By Jeff Harrison
Midwest City Beacon
Music has been part of John Davis’ life for about as long as he can remember.
For nearly the past four decades, he has helped foster that love of music with students at Midwest City High School.
But this class of band students will be his last as he plans to retire at the end of the school year.
“The students here are easy to work with, they take instruction well and we have a really good parent group,” said the 66-year-old Davis. “I’ve tried to make band enjoyable and teach students that music is something they can do their whole life.”
He started his career at the former Monroney Junior High School in 1979. Aside from a two-year hiatus to Hawaii, Davis has spent the rest of his career at Midwest City High School.
One of the joys of his teaching career is seeing students continue to play music in college and later in life. Several students go on to play in college marching band and three of his former students now work as band directors with school district.
“When a kid calls or emails me to tell me what they’re doing in college band that really makes me think that we’re doing the right thing here,” Davis said. “I really like to hear that they’re still playing and enjoying it.”
An important part in sharing that love of music is connecting with the students.
“The kids need to enjoy what they’re doing,” Davis said. “If they are not playing music they like, then they won’t stick around. A lot of our kids enjoy marching band, and they really enjoy playing in the stands during games. And the more they are playing, the better they’re getting.”
Davis says he will miss interacting with students and planning music for performances. Concert band performances have been his favorite while he jokes that he “tolerates” marching band.
“I really enjoy concert band because we can play harder music,” he said. “Marching band has changed so much over the years. Marching band is ultra-competitive for large schools. And a lot of those other schools are charging students to be in band, and I just can’t see doing that.”
Davis grew up in Edmond and studied music education at UCO. A former teacher, Kenneth Allen inspired him to pursue a career in music education.
“I was around music growing up. My brother was in band and my mother played piano. But it was my seventh-grade band director, Mr. Allen that really made band enjoyable and made me want to get better,” he said.
After graduating at the end of the fall semester, Davis took a job at a lumberyard because there were not any teaching vacancies at the time.

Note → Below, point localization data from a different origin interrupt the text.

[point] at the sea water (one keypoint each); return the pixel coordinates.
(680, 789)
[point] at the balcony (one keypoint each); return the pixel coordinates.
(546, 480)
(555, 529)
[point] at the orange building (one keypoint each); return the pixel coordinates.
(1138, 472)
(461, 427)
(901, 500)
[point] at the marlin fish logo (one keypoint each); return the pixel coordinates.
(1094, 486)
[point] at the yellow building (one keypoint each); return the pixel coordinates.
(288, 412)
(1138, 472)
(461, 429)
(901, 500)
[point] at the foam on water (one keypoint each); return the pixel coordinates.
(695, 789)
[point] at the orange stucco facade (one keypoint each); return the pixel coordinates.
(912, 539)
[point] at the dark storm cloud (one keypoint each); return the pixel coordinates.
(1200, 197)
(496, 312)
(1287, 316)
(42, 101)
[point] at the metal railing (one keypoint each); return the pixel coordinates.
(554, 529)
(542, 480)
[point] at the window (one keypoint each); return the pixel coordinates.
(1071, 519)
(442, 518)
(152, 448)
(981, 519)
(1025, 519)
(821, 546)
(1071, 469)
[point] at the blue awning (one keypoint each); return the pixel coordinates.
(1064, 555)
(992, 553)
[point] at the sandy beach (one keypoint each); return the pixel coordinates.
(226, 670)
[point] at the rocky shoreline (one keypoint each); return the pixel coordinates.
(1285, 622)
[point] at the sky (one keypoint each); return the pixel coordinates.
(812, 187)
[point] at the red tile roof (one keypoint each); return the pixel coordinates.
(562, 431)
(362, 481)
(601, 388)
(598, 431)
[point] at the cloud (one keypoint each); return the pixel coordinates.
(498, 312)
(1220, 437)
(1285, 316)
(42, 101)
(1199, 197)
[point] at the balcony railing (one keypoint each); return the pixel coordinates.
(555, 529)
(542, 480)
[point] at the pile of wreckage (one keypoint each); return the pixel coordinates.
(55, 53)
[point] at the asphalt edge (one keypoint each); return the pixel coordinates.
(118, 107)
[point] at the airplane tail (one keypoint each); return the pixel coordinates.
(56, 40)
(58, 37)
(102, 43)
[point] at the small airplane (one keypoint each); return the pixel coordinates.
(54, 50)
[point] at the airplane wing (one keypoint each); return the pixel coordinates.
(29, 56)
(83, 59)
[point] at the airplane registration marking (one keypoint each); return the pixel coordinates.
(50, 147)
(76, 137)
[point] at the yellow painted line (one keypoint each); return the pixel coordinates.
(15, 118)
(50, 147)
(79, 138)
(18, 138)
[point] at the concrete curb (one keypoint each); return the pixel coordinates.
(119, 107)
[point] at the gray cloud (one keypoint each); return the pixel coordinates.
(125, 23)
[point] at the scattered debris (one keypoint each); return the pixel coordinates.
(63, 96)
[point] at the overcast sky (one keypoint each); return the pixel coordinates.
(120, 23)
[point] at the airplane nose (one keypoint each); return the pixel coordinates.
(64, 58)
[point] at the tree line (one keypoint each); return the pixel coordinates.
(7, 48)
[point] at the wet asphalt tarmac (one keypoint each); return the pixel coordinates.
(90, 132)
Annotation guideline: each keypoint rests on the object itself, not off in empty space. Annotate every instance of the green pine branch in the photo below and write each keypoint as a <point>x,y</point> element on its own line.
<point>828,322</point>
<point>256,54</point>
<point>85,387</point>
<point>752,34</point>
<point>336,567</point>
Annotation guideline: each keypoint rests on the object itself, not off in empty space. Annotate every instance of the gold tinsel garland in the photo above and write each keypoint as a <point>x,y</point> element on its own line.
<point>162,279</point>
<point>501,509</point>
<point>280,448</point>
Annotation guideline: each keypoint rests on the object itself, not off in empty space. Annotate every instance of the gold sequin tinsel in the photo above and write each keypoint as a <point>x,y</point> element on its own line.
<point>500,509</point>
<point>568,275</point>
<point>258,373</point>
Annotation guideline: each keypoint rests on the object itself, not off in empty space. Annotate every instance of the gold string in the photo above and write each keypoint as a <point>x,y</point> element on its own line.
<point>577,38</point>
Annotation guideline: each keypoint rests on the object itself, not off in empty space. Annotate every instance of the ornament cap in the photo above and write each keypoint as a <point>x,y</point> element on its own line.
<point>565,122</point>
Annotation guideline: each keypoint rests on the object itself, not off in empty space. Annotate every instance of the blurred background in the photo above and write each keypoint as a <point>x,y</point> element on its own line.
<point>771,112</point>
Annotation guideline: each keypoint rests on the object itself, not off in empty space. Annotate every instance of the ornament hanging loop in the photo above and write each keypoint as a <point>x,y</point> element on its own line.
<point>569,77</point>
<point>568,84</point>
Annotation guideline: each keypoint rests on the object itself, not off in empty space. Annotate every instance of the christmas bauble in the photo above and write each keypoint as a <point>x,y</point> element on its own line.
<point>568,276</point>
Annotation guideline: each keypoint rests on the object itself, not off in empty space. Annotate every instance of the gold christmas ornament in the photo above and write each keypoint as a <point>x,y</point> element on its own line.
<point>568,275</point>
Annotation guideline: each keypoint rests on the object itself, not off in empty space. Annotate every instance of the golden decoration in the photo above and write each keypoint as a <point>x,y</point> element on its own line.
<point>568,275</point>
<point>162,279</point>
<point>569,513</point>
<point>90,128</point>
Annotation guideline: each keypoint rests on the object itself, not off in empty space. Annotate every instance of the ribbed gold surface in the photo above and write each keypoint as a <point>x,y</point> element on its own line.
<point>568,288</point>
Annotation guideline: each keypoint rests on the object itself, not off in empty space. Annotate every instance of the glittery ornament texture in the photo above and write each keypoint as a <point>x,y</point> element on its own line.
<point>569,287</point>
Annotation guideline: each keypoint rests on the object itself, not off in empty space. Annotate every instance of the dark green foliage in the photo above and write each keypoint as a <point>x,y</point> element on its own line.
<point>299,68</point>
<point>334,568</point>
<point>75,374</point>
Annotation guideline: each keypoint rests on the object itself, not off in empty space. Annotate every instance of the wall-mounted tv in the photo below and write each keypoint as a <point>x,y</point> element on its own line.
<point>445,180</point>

He later got a call from a principal at Monroney Junior High School about a vacancy. Davis was hired and taught for two years and later moved to Midwest City High School.
In 1999, Davis left the school for Hawaii. The family relocated to the islands after his wife was hired to manage physical therapy clinics there and Davis taught at a local school. The family moved back to Oklahoma two years later, after 9/11.
“After 9/11 they pulled my wife’s contract and she and our two boys came home,” Davis said. “I finished out the semester and moved back at Christmas.”
The principal at Midwest City High School heard they were returning to town and asked Davis if he would be interested in returning to his old job. Davis worked for a semester at Whittier Middle School in Norman before returning to Midwest City High School in the fall.
In his absence, band enrollment dwindled from a high of 170 students in 1999 to 56 in 2001.
Davis said he has continued to enjoy teaching but admits the past year has been difficult due to the COVID-19 pandemic. He saw participation in band drop as several students opted for online schooling, and changes to the school schedule limited the amount of rehearsal and classroom time with students.
“I just decided after this year that I was not going to do another year,” he said. “This year has been really tough and challenging. My family did not want me to teach this year, but I decided that I couldn’t quit in July.”
Davis said he doesn’t have any concrete plans for retirement.
“People ask me that all the time, but I don’t really have any hobbies,” he said. “There are some things I’d like to do and hope to travel and spend more time with family.”